I'd love to do this, but from what I've seen of Yelp's terms of use, I'm not allowed to distribute their data. I want to contact Yelp soon for more information on sharing the dataset I used. If I get any good news, I'll share it here.

Answer 2 · 2021-09-14T02:08:33.000Z

@kayeval finally, I got permission to share the dataset I used, you can download it from Google Drive, and let me know if you have any problems.

Answer 3 · 2021-10-20T03:24:40.000Z

@heitor57 Apologies for the late reply, but thank you so much, I was able to access the dataset with no problems and was able to train a new model using it.

On another note, I was just wondering what steps I should take in order to add a new model as part of the existing recommenders (so I can run the same evaluation metrics on the new model)?

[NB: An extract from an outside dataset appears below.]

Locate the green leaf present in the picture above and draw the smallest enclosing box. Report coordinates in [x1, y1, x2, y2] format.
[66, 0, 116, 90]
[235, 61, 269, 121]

Answer 4 · 2021-10-20T04:20:26.000Z

If you want to add a base recommender with the following steps below you should have no problems, if it's a post-processing model the process is extremely similar. I recommend that you consult the implemented recommenders to clarify other doubts.

Steps:
(1) Create the configurations in the RecRunner class to manage the inputs;
(2) In the RecRunner class, in the static method get_base_parameters, the recommendation model must expose its default parameters by a dictionary;
(3) Set and create a handler to execute the recommendation model in RecRunner BASE_RECOMMENDERS attribute;
(4) Set in CITIES_BEST_PARAMETERS dictionary at constants.py the parameters of the method to use in each dataset;
(5) Set in RECS_PRETTY a name of the recommender to appear in visualizations.